Seventeen top executives of Belgian banks had earnings of more than one million euros in 2019, according to the latest figures from the European Banking Authority (EBA).
Most of the Belgian bankers received a total package of between €1 million and €2 million, but three were paid €2-€3 million, and one received €3-€4 million in that year.
And if that seems generous, one banker in the UK received remuneration of €64-€65 million for one single year. That person was the only one in that pay bracket in the entire survey.
The number of banking millionaires went up slightly in 2019 compared to the year before, from 4,938 to 4,963 – 3,519 of them in the UK alone. Whether that overwhelming ratio in favour of the City of London will hold up in the post-Brexit world will have to await future reports.
“An increase in the number of high earners was observed in particular in Germany (from 450 in 2018 to 492 in 2019, +9.33%), in France (from 234 in 2018 to 270 in 2019, +15.38%) and in Italy (from 206 in 2018 to 241 in 2019, +16.99%),” the report says.
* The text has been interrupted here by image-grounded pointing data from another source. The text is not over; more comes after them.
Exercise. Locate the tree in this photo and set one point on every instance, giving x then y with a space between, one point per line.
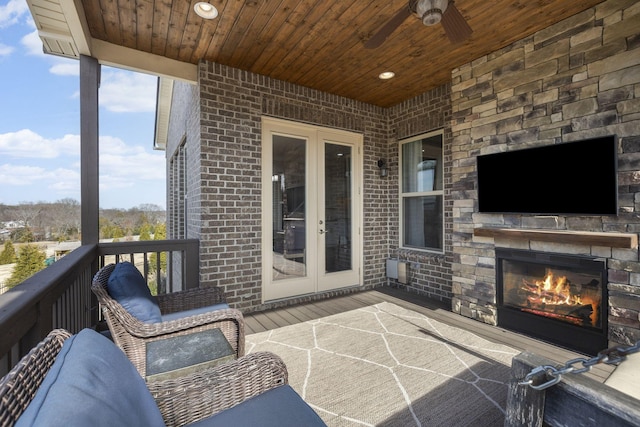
8 254
30 261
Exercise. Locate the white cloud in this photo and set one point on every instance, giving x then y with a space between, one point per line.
120 163
64 181
65 67
5 50
27 144
20 175
33 44
11 12
128 92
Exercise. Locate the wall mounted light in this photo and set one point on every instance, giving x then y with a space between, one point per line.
205 10
382 165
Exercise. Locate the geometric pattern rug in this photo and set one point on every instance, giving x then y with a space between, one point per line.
384 365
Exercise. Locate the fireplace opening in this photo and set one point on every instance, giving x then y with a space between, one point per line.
554 297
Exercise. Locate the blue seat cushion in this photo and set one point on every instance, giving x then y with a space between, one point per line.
278 407
193 312
127 286
91 383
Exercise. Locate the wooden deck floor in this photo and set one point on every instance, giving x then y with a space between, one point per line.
271 319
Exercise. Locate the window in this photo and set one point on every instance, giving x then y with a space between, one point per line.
421 194
178 193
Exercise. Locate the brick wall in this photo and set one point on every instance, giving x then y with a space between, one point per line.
574 80
226 172
429 273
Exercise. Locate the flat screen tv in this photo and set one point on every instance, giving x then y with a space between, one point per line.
578 177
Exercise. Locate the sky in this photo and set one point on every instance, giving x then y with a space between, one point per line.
40 124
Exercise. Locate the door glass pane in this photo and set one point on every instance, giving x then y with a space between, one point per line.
288 186
337 227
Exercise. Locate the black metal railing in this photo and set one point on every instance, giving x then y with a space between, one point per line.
60 295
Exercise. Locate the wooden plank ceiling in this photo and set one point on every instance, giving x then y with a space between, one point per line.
319 44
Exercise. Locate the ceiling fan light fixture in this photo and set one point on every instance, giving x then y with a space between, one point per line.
430 11
205 10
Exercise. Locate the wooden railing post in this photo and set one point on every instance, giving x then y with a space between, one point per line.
525 406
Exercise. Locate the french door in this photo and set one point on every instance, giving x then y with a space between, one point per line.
311 209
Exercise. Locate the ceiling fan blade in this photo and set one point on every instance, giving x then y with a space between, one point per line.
387 29
454 24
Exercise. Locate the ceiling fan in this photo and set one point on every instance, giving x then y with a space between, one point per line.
431 12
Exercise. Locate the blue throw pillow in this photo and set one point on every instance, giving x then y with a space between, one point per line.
91 383
127 286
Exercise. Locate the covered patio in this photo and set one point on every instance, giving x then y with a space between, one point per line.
529 74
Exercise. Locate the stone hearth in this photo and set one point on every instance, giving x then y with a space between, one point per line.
575 80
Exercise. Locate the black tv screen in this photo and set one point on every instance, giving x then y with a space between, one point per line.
578 177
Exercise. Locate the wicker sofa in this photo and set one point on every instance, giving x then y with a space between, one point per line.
136 319
85 380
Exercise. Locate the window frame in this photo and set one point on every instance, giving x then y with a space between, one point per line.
402 195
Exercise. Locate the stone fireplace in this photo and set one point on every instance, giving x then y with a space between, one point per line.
572 81
555 297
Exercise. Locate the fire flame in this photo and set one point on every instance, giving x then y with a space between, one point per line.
555 291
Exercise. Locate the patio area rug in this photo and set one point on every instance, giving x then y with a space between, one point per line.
384 365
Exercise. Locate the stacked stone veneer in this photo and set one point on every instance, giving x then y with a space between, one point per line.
574 80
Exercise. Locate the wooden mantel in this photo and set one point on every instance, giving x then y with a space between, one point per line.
613 240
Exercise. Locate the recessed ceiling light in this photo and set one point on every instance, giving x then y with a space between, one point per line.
205 10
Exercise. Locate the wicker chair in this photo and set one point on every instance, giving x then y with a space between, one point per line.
181 401
133 335
18 387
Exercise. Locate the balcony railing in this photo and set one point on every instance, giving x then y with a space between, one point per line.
60 295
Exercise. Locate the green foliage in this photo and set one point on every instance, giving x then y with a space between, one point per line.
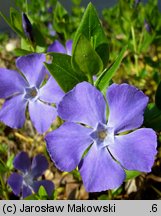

“The increase in high earners resulted mostly from the impact of the relocation of staff from the UK to EU27 as part of Brexit preparations.”
One particular feature of executive remuneration, in banking as in other professions, is the ratio of fixed to variable income. Fixed income is subject to a sliding scale of taxation, so it is in an executive’s interest to keep that portion down while making more from variable remuneration – performance bonuses, among other instruments.
In 2018, variable income was 139% of the fixed portion on average; that moved down to 129% in 2019.
“This results from a strong increase in the number of high earners in Member States where, in general, lower levels of the ratio between variable to fixed remuneration can be observed,” the report says.
“This is particularly the case in Germany, where the average ratio is only 59%. Due to this, the strong increase in the number of high earners in Germany in 2018 and 2019 led to the overall reduction of the average ratio in the EU27.”
Belgium’s top banking executive earner, incidentally, works in investment banking, and received €1,396,829 in fixed income and €2,300,078 in variable remuneration, for a total of €3,696,907. The person in question has not been identified.